外の暖かさによって柔らかくなった大地とは裏腹に、今僕がいる空間は少しピンと張り詰めてる。
「起立。」と先生らしき人の声が聞こえた。
周りのみんなに合わせて僕は立ち上がった。
「今日は入学式があります。なので皆さんは上履きをしっかりと持っていくように。あと…」
僕には何も聞こえなかった。
入学式とやらが始まったが僕にとってはどうでもいい。偉そうな大人が色々訳のわからないことを言う。
「中学校の三年間はあっという間です。ですから
皆さんは…」
「私が中学生の頃は…」
どの言葉もまともじゃない。僕にはそうにしか聞こえないのだ。
僕は昔から効率の悪いことが嫌いだ。
大した人生経験もない大人がよくわからないことを喋っている。
この時間は全く有益ではない。
でも確かに僕は新しい生活に期待を寄せていた。
それは今までの人生の中により良いシステムを上書きするような気持ちの積み重ねの現れだったのかもしれない。
物事をうまく捉えられない僕はそう思ってしまった。
でもきっと…
こうして期待が願いに変わったのである。
「それではこれから自己紹介を始めましょう。
えーっと、まず自分の名前、そして…」
担任の先生によって自己紹介が始まった。
自己紹介は昔から緊張する。
なぜなら自分の話したことによってはじめて
聴衆は話者の情報を知るわけであるから
あたかも自分の人格がここで確定されてしまうような気がするからだ。
僕は自己紹介の内容を一生懸命考えた。
「飯坂浩太です。よろしくお願いします。
趣味は読書です。」
なんとかして普通の自己紹介をすることができた。
「飯田あすかです。
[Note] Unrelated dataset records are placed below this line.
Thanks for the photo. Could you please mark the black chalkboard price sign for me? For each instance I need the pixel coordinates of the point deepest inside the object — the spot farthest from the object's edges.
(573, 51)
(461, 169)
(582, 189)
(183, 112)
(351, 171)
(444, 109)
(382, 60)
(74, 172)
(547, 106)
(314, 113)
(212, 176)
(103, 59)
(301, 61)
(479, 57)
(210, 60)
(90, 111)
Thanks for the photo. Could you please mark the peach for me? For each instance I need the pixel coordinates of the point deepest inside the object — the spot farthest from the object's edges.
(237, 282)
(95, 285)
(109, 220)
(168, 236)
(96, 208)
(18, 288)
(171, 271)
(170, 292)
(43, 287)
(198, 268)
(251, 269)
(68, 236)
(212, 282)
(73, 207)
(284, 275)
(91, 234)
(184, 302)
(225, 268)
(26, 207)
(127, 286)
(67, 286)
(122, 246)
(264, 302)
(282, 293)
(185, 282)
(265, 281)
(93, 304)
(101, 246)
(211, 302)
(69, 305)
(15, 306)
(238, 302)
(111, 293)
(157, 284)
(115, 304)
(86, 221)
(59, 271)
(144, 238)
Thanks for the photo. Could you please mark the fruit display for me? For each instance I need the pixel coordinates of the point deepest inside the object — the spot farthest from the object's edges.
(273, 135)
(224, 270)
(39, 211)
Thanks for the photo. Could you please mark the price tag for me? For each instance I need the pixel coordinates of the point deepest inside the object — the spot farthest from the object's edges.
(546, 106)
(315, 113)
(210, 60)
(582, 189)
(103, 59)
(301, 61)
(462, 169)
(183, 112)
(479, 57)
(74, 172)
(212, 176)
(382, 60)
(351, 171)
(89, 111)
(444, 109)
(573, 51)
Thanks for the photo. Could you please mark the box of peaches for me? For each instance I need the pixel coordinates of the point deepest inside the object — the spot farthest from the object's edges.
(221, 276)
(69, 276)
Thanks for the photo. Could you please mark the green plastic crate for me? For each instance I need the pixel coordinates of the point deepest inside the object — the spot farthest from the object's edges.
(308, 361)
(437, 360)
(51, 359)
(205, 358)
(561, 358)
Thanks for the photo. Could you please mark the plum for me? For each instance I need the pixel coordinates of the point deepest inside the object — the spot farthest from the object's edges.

よろしくお願いします。
好きなことは、えーっと、
音楽を聴くことです!」
僕の隣の席の飯田さんがあいさつが終わると
みんなが廊下にで始めた。
それに釣られて僕は席を立った。
今外は夕方である。
なぜ入学式で帰りが早いのに夕方なのかというと、ぼくは学校から家の最寄りの駅までの電車が長いためである。
これからずっとこの長い電車に乗らなければならないのかと思うと肩に錘がのしかかった気がした。
それでも外のたくさんの山に囲まれた畑の集団はりっぱに見えた。
何より綺麗であった。
僕はなんとかして錘を下ろした。